A defesa antiaérea intercetou dois mísseis israelitas lançados contra (o setor de) Kesswa e destruiu-os”, segundo a Sana.

O Observatório Sírio dos Direitos Humanos (OSDH) relatou, por seu turno, que aqueles mísseis visavam um “depósito de armas das milícias iranianas ou do (movimento xiita) Hezbollah libanês”, indicou à agência France-Presse o diretor do OSDH, Rami Abdel Rahmane.

O Exército israelita informou hoje que Israel se encontra em “alerta máximo” face ao risco de um ataque na zona dos montes Golã – território sírio ocupado e anexado pelo Estado hebreu –, “após identificar atividade irregular das forças iranianas na Síria”.

Num comunicado, o Exército adiantou ter pedido às autoridades locais da zona para abrirem e prepararem os abrigos de defesa contra mísseis, pedindo à população para estar atenta às instruções das Forças de Defesa de Israel.

O Exército israelita está pronto a enfrentar diferentes situações e adverte que qualquer agressão contra Israel exigirá uma resposta vigorosa”, indica o comunicado.

Há dois dias, os meios de comunicação israelitas, citando fontes da defesa, alertaram para um possível ataque iraniano com mísseis contra o norte de Israel em retaliação pelos bombardeamentos contra bases sírias que são atribuídos ao Estado hebreu.

Duas operações atribuídas a Israel na Síria a 9 e 29 de abril causaram vários mortos iranianos e fazem temer uma escalada, tendo o Irão declarado que os ataques não ficariam sem resposta.

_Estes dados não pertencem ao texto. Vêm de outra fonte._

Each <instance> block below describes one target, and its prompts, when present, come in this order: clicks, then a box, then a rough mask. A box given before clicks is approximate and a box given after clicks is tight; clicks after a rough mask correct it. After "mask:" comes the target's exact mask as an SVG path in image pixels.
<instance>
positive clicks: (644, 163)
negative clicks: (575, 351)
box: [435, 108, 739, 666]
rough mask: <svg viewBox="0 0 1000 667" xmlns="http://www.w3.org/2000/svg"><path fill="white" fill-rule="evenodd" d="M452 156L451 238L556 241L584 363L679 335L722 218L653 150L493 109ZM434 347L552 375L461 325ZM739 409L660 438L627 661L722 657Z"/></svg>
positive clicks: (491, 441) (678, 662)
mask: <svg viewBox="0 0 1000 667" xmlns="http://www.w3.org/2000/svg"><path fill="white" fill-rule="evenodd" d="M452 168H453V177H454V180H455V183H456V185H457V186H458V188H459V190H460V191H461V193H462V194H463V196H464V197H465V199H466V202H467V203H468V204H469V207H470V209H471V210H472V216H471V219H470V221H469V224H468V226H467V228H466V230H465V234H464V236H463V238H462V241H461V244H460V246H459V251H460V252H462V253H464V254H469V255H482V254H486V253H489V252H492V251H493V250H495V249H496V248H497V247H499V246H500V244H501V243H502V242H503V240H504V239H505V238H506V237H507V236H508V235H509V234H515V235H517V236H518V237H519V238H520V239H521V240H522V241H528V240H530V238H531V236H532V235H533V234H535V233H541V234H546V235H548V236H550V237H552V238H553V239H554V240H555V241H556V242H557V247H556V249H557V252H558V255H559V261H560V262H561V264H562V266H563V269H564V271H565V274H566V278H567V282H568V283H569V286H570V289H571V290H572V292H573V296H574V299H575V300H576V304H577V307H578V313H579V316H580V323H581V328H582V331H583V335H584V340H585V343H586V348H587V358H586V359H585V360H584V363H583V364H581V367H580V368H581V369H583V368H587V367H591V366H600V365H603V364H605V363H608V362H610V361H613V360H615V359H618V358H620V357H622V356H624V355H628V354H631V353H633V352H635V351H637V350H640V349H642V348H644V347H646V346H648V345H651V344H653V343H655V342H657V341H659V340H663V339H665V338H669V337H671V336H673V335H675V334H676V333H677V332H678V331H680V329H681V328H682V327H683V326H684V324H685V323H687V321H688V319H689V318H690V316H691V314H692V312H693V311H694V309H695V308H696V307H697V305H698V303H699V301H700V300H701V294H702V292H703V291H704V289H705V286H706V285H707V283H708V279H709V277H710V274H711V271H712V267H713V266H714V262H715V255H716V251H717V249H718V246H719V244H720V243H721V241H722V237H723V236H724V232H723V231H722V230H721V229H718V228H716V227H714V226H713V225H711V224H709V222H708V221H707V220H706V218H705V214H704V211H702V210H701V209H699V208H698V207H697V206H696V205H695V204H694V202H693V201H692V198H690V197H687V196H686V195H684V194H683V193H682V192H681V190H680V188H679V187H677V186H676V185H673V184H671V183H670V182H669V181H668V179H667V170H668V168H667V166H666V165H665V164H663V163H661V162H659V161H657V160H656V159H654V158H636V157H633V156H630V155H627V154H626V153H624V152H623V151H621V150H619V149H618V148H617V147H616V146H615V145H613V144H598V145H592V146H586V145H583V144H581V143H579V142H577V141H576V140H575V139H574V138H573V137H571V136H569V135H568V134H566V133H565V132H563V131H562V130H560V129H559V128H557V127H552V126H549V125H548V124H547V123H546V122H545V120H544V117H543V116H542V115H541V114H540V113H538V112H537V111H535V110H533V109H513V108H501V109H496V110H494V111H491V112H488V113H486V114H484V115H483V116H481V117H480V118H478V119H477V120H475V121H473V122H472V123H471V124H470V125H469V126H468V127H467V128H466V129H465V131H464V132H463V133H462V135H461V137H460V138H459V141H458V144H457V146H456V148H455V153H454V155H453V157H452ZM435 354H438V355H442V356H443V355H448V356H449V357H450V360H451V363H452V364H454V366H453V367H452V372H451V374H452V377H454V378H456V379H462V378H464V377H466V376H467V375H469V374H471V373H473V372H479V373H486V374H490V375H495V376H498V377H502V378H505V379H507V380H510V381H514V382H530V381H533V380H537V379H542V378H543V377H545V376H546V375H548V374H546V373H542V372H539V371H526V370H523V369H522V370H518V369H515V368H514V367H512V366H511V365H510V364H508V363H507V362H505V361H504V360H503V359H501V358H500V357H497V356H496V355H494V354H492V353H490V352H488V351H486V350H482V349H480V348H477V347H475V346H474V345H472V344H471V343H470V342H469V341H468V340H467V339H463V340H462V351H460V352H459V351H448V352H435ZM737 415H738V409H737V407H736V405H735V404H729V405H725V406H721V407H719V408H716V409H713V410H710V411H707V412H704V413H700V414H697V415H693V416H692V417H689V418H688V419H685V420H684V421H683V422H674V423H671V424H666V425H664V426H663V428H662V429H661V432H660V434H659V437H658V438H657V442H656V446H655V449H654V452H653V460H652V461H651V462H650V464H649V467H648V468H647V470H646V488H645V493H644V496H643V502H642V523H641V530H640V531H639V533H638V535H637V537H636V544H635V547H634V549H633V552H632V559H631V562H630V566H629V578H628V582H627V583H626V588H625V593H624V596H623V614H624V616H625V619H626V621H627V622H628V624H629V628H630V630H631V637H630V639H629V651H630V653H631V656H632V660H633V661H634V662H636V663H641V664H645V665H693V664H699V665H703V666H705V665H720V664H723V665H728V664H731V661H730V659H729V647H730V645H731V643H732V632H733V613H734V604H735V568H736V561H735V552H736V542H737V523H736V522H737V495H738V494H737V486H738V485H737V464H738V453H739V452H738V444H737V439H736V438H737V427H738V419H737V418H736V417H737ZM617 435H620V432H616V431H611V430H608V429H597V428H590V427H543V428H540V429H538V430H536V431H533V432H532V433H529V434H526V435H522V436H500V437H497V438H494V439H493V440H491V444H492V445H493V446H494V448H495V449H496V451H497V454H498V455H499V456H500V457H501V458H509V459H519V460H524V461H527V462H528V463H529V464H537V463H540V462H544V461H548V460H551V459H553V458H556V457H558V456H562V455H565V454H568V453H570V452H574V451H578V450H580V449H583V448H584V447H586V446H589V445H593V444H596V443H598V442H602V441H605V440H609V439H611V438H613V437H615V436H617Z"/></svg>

O primeiro-ministro israelita, Benjamin Netanyahu, insistiu em numerosas ocasiões que o Irão procura estabelecer-se na vizinha Síria – Teerão é um dos principais aliados do regime de Bashar al-Assad -, assegurando que não o permitirá.

O Irão não reconhece Israel e o Estado hebreu vê Teerão como uma ameaça existencial e denuncia regularmente o seu apoio ao Hezbollah, poderosa milícia xiita que enfrentou numa guerra em 2006.